Hi folks,
Dan Cuomo back for our next installment in this blog series on synthetic accelerations. This time we’ll cover Windows Server 2012 R2. If you haven’t already read the first post on Server 2012, I’d recommend reviewing that before proceeding here. Following this post, we’ll tackle Windows Server 2016, and finally Windows Server 2019.
Windows Server 2012 R2 added a few improvements to VMQ, including Dynamic VMQ which enables the processor processing network traffic destined for a virtual machine to be updated based on some heuristics.
However, the most important feature introduced in 2012 R2 was vRSS which is critical to understand as we move into the future operating systems like Windows Server 2016 and 2019. vRSS is the basis for how we exceed the bandwidth of a single CPU as you’ll see in this post.
As such, we’ll focus this article on vRSS then cover Dynamic VMQ so you can understand the journey when we complete our series with Windows Server 2016 and 2019.
Virtual Receive Side Scaling (vRSS) was introduced in Windows Server 2012 R2. vRSS enables improved performance over VMQ alone through a couple of new responsibilities.
In the Guest
Virtual CPUs fill up just like any other CPU and can become a bottleneck just like CPUs on the host.

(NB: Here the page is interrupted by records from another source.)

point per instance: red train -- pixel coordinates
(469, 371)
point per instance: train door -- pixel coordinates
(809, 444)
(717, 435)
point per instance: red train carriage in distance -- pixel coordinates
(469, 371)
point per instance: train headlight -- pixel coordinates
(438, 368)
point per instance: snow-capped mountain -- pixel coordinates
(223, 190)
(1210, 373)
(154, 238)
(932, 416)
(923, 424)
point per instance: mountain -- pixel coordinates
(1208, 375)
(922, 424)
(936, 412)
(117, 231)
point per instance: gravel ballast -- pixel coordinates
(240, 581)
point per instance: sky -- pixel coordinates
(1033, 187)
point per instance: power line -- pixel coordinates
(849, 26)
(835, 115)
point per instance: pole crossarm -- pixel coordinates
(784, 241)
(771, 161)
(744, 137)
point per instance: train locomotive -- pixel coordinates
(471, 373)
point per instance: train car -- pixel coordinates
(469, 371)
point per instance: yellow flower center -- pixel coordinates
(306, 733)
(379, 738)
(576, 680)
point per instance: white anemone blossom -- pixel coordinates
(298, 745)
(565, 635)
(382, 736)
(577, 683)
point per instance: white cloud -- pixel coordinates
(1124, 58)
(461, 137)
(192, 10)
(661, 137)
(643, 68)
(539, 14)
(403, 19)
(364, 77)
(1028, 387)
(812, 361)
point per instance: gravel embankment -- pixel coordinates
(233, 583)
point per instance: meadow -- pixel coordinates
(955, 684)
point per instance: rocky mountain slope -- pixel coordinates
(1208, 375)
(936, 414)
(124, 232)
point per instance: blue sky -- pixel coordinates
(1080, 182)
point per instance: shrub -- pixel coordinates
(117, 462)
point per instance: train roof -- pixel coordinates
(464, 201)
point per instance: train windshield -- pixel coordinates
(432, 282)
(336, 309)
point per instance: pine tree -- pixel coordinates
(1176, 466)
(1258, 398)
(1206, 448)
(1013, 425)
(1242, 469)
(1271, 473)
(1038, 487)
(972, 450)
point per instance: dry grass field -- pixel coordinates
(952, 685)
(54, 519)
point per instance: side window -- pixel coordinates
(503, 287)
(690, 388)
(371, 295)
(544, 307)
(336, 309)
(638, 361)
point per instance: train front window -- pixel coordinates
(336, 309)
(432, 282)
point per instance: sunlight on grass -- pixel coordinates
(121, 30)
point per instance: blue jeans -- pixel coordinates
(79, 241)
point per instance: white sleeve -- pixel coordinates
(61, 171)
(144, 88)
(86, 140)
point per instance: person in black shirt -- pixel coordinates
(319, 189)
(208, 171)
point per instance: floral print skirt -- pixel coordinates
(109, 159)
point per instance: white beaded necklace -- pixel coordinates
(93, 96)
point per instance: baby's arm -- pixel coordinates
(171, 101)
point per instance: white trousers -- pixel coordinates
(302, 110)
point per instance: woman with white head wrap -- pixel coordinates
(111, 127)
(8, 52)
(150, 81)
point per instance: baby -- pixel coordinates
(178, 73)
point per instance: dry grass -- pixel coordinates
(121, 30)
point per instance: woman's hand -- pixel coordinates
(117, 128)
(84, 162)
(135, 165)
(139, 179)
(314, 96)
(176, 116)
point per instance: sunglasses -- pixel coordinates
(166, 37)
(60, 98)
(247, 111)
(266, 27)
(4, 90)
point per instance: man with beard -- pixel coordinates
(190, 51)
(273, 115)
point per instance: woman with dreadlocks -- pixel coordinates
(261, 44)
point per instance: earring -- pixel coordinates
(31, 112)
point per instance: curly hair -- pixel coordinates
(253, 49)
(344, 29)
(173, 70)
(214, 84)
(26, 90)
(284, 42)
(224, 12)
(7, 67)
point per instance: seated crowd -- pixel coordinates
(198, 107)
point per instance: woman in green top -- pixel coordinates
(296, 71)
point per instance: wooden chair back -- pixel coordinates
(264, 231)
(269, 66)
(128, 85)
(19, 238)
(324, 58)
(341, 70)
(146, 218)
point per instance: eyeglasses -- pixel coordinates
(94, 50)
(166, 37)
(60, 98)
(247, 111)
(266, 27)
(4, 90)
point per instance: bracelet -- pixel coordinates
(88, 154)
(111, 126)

If the virtual machine has multiple virtual CPUs, it can alleviate this chokepoint by splitting the processing for the received network traffic across each virtual CPU in the guest.
If you want to visualize this architecturally, a virtual NIC attaches to a “port” on the Hyper-V Virtual switch (vSwitch). This is similar to a physical port on a physical switch (except that it’s all virtual). In the picture below you can see that the vSwitch operates at layer 2 (ethernet). If you remember from our first article, legacy VMQ operates similarly using a MAC + VLAN filter to separate traffic into different VMQs.
Once the traffic reaches the vmNIC, it needs to traverse the network stack and be processed by the Guest’s vCPUs. In the guest, you’ll see the network traffic distributed in task manager similar to this thanks to vRSS.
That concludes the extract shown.